Index Skill
Index codebases for semantic code search via BrAIny API. Enables natural language queries over source code using vector embeddings.
Quick Start
# Index a codebase bun scripts/index.ts index /path/to/project --name "my-project" # Search indexed code bun scripts/index.ts search "authentication middleware" --limit 10 # Reindex after changes bun scripts/index.ts reindex # List indexed codebases bun scripts/index.ts list
Environment Variables
| Variable | Purpose | Default |
|---|---|---|
BRAINY_URL | API base URL | http://localhost:3090 |
BRAINY_PROJECT_ID | Project ID for organization | Required |
API Reference
Index a Codebase
POST /v1/projects/{projectId}/codebases
Content-Type: application/json
{
"name": "brainy",
"path": "/Users/jp/Projects/brainy"
}
Response
{
"success": true,
"codebaseId": "uuid",
"stats": {
"totalFiles": 52,
"newFiles": 52,
"modifiedFiles": 0,
"deletedFiles": 0,
"totalChunks": 215,
"indexedChunks": 215
}
}
Reindex a Codebase
Performs incremental update - only processes new/modified files:
POST /v1/codebases/{codebaseId}/reindex
Response
{
"success": true,
"codebaseId": "uuid",
"stats": {
"totalFiles": 54,
"newFiles": 2,
"modifiedFiles": 3,
"deletedFiles": 0,
"totalChunks": 220,
"indexedChunks": 220
}
}
Search Code
GET /v1/codebases/{codebaseId}/search?query={text}&limit={n}
| Parameter | Description |
|---|---|
query | Natural language search text |
limit | Max results (default 10, max 50) |
Response
{
"success": true,
"chunks": [
{
"id": "uuid",
"filePath": "src/services/embedding.ts",
"startLine": 1,
"endLine": 56,
"content": "import OpenAI from 'openai'...",
"tokenCount": 428,
"similarity": 0.42,
"language": "typescript"
}
],
"totalCount": 20
}
List Codebases
GET /v1/projects/{projectId}/codebases
Get Codebase Details
GET /v1/codebases/{codebaseId}
Delete Codebase
Soft deletes the codebase and all its chunks:
DELETE /v1/codebases/{codebaseId}
How Indexing Works
1. Crawling
The crawler walks the directory tree and discovers source files:
Automatically Ignored
- •
.git,.svn,.hg(version control) - •
node_modules,vendor(dependencies) - •
dist,build,target,out(build outputs) - •
.idea,.vscode(IDE configs) - •
*.min.js,*.min.css(minified files) - •Binary files (images, PDFs, archives, executables)
- •Files > 5MB
Language Detection Detected by extension: TypeScript, JavaScript, Python, Go, Rust, Java, Ruby, PHP, C/C++, SQL, HTML, CSS, JSON, YAML, Markdown, and more.
2. Chunking
Files are split into chunks optimized for embeddings:
| Parameter | Value | Purpose |
|---|---|---|
| Target tokens | ~500 | Optimal semantic density |
| Max tokens | 2000 | Safe buffer below model limit |
| Min tokens | 50 | Avoid tiny fragments |
Semantic Boundaries Chunks break at natural points:
- •Empty lines
- •Function/class/interface definitions
- •Export statements
- •Comment blocks (documentation)
3. Embedding
Each chunk is embedded using OpenAI's text-embedding-3-small model (1536 dimensions).

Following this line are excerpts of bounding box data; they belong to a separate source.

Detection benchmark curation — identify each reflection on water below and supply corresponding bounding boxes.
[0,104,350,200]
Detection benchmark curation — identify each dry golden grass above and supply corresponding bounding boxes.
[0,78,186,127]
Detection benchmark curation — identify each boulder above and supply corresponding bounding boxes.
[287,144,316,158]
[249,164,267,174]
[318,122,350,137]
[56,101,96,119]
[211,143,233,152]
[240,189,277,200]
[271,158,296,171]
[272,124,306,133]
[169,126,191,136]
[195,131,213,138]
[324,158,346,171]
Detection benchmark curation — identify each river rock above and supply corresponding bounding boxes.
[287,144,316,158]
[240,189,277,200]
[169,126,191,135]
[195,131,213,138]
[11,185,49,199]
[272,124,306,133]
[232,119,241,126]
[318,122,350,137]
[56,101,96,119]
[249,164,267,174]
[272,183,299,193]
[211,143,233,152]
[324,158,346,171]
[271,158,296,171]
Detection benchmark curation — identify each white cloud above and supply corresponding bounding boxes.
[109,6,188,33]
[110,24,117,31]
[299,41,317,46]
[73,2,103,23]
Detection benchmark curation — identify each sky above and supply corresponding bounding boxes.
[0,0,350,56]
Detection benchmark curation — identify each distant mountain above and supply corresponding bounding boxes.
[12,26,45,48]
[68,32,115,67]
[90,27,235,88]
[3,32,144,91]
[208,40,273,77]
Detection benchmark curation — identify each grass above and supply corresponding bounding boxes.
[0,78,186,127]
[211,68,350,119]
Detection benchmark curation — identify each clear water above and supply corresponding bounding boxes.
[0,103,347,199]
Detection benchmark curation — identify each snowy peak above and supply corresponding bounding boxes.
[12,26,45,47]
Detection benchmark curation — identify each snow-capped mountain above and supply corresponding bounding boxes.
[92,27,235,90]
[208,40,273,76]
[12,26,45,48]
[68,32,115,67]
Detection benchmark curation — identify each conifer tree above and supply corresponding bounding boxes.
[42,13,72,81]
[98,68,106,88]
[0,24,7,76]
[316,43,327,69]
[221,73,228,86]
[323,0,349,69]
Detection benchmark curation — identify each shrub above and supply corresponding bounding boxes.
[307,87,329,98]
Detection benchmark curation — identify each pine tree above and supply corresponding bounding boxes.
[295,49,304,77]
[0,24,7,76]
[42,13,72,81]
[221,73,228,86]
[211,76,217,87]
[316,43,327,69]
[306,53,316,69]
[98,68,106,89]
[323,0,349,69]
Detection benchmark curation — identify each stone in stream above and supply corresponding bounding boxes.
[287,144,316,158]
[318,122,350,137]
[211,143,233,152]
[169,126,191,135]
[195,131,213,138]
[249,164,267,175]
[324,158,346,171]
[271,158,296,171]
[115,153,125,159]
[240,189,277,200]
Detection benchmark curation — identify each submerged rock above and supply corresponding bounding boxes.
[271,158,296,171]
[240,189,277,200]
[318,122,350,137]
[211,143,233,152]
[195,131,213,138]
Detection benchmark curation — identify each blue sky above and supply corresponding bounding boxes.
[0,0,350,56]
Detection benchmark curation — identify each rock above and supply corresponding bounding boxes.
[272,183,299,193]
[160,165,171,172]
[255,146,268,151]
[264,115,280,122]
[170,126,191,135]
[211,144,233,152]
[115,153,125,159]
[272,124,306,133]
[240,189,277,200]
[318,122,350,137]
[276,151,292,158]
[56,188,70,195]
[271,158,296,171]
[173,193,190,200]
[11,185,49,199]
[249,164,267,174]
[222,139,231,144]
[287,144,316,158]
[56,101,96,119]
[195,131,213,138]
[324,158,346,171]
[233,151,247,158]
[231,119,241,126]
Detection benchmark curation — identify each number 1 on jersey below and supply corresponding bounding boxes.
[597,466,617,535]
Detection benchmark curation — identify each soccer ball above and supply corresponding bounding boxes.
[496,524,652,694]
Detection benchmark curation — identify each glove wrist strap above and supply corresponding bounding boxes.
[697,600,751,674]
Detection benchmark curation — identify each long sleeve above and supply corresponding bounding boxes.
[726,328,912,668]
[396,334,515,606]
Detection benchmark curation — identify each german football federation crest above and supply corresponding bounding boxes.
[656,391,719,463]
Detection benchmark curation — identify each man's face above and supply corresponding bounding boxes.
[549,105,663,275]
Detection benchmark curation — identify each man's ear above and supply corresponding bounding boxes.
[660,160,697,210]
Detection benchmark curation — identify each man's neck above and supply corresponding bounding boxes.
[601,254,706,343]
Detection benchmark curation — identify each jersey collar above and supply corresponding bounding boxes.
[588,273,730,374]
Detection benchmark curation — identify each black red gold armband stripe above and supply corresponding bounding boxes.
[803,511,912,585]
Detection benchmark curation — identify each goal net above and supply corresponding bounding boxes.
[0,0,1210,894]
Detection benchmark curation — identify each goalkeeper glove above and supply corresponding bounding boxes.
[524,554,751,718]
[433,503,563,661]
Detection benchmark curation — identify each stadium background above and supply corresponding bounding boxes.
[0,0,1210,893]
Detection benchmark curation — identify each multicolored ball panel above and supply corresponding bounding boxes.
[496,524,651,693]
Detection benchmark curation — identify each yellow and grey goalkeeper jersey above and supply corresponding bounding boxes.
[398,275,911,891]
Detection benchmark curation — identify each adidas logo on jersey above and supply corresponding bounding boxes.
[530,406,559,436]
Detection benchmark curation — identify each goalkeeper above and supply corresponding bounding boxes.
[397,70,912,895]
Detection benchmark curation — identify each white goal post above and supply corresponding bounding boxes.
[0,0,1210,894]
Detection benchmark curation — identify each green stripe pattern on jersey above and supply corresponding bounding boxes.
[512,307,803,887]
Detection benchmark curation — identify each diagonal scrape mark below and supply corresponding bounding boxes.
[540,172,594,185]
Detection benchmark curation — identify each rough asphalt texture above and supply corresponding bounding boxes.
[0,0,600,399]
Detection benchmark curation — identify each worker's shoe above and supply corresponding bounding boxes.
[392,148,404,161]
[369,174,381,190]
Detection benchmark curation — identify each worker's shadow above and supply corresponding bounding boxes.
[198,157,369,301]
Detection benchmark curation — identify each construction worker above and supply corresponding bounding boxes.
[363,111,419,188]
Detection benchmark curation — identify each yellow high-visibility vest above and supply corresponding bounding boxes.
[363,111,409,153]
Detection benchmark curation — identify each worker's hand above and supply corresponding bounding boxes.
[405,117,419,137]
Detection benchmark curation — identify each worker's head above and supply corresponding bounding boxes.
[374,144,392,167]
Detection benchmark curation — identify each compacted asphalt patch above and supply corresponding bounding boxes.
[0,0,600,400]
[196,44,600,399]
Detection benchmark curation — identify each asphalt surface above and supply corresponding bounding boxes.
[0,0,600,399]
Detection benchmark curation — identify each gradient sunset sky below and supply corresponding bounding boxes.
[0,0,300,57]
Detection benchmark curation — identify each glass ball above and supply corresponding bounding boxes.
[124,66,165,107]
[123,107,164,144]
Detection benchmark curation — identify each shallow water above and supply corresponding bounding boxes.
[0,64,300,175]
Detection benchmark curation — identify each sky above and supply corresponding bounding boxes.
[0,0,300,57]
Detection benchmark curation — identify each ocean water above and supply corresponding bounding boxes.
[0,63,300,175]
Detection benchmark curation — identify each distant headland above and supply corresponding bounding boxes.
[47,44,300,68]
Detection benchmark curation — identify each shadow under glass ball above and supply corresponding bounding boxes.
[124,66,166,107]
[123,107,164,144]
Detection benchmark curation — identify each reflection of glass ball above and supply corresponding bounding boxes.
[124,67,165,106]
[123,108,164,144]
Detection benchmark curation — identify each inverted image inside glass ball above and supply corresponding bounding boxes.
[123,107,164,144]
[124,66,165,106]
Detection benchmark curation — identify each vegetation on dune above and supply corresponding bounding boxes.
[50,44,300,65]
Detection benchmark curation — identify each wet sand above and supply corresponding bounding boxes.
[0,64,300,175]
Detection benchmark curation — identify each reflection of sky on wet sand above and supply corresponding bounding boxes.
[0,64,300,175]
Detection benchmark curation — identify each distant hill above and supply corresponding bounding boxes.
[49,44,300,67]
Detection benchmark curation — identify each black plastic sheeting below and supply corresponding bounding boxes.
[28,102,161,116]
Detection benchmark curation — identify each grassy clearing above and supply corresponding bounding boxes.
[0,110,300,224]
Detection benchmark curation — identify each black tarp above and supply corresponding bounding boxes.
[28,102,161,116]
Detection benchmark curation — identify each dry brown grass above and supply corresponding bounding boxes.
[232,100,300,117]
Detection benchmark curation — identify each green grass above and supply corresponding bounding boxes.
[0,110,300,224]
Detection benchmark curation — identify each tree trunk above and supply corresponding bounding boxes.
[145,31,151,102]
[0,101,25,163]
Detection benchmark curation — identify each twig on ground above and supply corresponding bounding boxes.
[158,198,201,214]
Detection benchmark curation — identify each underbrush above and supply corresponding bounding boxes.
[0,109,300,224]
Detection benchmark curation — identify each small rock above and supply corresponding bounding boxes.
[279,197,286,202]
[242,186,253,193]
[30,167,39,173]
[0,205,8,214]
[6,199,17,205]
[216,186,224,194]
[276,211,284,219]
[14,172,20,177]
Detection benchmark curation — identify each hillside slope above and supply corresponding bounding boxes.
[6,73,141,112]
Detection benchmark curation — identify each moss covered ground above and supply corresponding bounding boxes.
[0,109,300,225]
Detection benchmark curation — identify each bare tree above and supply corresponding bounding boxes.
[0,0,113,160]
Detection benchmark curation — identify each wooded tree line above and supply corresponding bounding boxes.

Embeddings enable semantic similarity search.
4. Storage
Chunks are stored in PostgreSQL with pgvector:
code_chunks ( id UUID PRIMARY KEY, codebase_id UUID NOT NULL, file_id UUID, chunk_index INTEGER NOT NULL, content TEXT NOT NULL, start_line INTEGER, end_line INTEGER, token_count INTEGER NOT NULL, embedding vector(1536), deleted_at TIMESTAMPTZ, created_at TIMESTAMPTZ )
Indexes
- •HNSW on
embeddingfor fast vector similarity (cosine distance) - •B-tree on
codebase_id,file_idfor filtering
Incremental Updates
When reindexing, the system:
- •Compares file hashes to detect changes
- •Skips unchanged files
- •Re-chunks and re-embeds modified files
- •Removes chunks from deleted files
- •Adds chunks for new files
This makes reindexing fast after small changes.
Search Tips
Natural Language Queries
- •"How does authentication work"
- •"Database connection pooling"
- •"Error handling in API routes"
- •"Token generation for embeddings"
Specific Code Patterns
- •"PostgreSQL query with vector search"
- •"Hono middleware for validation"
- •"TypeScript interface for memory"
Finding Implementations
- •"EmbeddingService class"
- •"chunkByTokens function"
- •"Memory repository insert"
Database Schema
codebases
codebases ( id UUID PRIMARY KEY, project_id UUID NOT NULL, name TEXT NOT NULL, path TEXT NOT NULL, total_files INTEGER DEFAULT 0, total_chunks INTEGER DEFAULT 0, last_indexed_at TIMESTAMPTZ, deleted_at TIMESTAMPTZ, created_at TIMESTAMPTZ, updated_at TIMESTAMPTZ )
codebase_files
codebase_files ( id UUID PRIMARY KEY, codebase_id UUID NOT NULL, file_path TEXT NOT NULL, file_hash TEXT NOT NULL, language TEXT, chunk_count INTEGER DEFAULT 0, last_indexed_at TIMESTAMPTZ, deleted_at TIMESTAMPTZ, created_at TIMESTAMPTZ )
code_chunks
code_chunks ( id UUID PRIMARY KEY, codebase_id UUID NOT NULL, file_id UUID, chunk_index INTEGER NOT NULL, content TEXT NOT NULL, start_line INTEGER, end_line INTEGER, token_count INTEGER NOT NULL, embedding vector(1536), deleted_at TIMESTAMPTZ, created_at TIMESTAMPTZ )
Usage Guidelines
- •Index codebases at the start of a project for code-aware assistance
- •Reindex after significant changes (new features, refactors)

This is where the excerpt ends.